Another thought is a "turbo" mode where I just upscale 128x96 video and jitter it using hardware.
That'll look like shit but maybe allow higher framerates/bitrates for games where fine details don't matter.
EDIT:
Mod - rename thread?
#156292 - Miked0801 - Thu May 08, 2008 4:53 pm
Isn't IDCT just a table lookup? Or am I forgetting something?
#156343 - tepples - Thu May 08, 2008 10:52 pm
IDCT == inverse discrete cosine transform
_________________
-- Where is he?
-- Who?
-- You know, the human.
-- I think he moved to Tilwick.
#156359 - Miked0801 - Thu May 08, 2008 11:30 pm
I know what it is, but I am pretty sure that all the methods I've seen for using it (JPEG decompressors) used a table lookup for the IDCT step.
#156363 - strager - Thu May 08, 2008 11:56 pm
Lazy1 wrote: |
Do you know of any optimized idct functions for ARM?

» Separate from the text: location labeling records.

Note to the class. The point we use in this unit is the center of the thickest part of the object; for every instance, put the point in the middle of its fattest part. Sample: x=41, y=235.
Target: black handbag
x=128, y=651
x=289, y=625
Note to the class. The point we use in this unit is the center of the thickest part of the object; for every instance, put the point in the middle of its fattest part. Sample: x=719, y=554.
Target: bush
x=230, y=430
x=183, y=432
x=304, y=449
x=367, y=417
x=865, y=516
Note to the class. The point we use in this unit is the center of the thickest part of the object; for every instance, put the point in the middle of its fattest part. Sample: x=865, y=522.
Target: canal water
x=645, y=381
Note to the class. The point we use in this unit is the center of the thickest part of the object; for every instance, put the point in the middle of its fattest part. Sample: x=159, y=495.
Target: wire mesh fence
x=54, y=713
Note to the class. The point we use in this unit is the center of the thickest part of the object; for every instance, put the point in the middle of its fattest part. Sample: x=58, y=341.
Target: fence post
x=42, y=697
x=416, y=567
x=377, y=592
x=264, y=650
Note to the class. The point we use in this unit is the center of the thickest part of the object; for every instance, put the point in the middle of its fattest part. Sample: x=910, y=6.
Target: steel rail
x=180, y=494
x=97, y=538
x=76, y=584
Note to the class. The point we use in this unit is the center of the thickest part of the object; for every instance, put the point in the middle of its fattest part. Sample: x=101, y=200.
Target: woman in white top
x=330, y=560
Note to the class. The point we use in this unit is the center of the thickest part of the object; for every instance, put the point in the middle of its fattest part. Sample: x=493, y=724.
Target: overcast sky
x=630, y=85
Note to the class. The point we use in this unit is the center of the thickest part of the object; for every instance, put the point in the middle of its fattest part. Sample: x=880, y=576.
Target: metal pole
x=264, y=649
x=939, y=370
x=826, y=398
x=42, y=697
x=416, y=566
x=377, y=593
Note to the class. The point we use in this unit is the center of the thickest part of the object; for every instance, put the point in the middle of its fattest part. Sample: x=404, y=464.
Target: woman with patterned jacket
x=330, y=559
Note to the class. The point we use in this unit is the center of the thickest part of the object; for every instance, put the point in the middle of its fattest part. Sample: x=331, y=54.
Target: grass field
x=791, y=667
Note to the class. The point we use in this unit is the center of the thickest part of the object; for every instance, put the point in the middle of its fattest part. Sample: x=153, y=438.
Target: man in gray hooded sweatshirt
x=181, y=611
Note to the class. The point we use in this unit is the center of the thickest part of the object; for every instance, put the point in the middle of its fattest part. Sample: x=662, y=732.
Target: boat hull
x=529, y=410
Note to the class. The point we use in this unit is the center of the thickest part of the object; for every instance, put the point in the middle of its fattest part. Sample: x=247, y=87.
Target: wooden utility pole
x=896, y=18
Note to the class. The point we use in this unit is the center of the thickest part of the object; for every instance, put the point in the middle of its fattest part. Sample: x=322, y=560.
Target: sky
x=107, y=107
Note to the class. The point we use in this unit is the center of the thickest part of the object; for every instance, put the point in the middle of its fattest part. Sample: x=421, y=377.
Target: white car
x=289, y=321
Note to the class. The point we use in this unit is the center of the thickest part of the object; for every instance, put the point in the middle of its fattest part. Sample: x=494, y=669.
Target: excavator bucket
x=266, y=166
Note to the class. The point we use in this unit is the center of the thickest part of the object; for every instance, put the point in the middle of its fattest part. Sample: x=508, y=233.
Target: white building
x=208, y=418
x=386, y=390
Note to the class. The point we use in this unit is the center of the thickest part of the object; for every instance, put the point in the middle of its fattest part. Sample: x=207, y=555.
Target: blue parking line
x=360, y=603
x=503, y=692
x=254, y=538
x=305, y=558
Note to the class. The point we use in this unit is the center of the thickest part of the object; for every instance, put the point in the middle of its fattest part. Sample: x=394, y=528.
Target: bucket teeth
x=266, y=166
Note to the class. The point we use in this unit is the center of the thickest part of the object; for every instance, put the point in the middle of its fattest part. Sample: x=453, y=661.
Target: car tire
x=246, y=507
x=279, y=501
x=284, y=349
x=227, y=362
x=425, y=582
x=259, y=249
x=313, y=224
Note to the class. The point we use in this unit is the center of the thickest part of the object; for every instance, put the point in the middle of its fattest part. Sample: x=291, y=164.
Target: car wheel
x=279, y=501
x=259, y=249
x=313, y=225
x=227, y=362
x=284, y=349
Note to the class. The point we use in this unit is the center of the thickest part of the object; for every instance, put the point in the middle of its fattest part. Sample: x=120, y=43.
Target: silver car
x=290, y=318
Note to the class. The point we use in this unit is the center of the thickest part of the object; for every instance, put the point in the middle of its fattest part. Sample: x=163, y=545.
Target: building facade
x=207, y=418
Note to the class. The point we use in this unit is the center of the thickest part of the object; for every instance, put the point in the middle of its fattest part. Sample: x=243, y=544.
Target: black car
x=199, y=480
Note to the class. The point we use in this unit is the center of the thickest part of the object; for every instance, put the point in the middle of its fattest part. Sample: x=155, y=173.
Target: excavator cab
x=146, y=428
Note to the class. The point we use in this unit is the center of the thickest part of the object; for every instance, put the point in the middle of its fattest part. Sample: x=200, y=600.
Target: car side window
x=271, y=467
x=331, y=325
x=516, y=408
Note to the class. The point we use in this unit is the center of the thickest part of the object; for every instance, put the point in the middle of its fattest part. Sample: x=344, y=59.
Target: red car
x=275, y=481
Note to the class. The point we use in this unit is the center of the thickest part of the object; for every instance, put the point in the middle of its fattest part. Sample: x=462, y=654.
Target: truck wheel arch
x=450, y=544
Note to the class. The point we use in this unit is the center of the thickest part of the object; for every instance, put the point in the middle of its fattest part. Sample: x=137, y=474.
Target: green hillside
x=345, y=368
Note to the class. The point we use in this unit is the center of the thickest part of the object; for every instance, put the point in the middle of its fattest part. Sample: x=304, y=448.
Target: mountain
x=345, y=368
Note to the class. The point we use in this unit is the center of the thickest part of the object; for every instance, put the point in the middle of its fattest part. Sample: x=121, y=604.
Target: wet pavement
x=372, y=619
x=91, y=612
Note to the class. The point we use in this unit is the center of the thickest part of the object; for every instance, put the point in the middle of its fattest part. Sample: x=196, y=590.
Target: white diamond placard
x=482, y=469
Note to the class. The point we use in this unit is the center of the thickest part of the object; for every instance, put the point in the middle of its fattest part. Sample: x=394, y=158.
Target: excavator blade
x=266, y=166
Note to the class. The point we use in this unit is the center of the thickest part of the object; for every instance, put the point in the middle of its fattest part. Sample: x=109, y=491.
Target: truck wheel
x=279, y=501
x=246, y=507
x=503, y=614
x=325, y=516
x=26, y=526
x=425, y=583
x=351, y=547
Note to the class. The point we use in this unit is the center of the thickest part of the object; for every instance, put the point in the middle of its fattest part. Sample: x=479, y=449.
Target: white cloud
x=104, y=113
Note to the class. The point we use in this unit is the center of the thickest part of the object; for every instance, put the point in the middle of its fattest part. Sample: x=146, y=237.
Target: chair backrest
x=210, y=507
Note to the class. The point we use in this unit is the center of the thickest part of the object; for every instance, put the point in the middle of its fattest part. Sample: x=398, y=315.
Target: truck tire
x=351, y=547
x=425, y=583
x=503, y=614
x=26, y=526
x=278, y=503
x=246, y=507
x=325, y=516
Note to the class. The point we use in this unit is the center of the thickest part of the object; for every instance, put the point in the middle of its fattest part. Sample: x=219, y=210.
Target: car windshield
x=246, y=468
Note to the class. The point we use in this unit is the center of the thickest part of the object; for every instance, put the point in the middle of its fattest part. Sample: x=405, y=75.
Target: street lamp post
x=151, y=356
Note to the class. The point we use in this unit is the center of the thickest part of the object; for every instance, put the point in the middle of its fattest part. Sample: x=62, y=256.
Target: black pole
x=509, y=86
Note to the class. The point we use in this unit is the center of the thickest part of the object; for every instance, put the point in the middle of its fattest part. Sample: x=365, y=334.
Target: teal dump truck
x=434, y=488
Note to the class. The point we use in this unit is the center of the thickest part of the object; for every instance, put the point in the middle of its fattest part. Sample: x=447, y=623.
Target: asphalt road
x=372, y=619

Maybe this is a good time to start learning ARM assembly. (for the 9th time) |
If you provide the source code, I may be able to rewrite some of the IDCT functions (in particular, mpeg2_idct_add_c) in ARM ASM for speed optimizations. (I could just blindly "test" from libmpeg2 directly, but it'd be nice to test on the actual target.) Does the code work in an emulator? If so that'd be really awesome. =] Hopefully I'll be able to somewhat accurately profile the code, so I don't produce slower code than what GCC generates. At least a "time it took to decode" would be nice (and perhaps all that would be needed if simply changing the code).
What optimization level (-O flag) are you using, by the way? You might be able to use -O3 to speed things up even further (or cause the code to crash).
#156367 - Lazy1 - Fri May 09, 2008 12:09 am
I'll have to look at my code closely again since for some reason the videos are green on hardware.
They work fine in an emulator though.
#156413 - Lazy1 - Fri May 09, 2008 2:49 pm
You know what might be even better?
Youtube.
It's definitely possible if you have a server running to transcode the video into say MPEG-4 then stream it to the DS.
We know the DS can play XVID at 10 frames per second at 256x192 and that's good enough for streaming video.
The only thing that would be nice is maybe a boost in WiFi speed, I get about 40 KB/s < 5ft from my AP.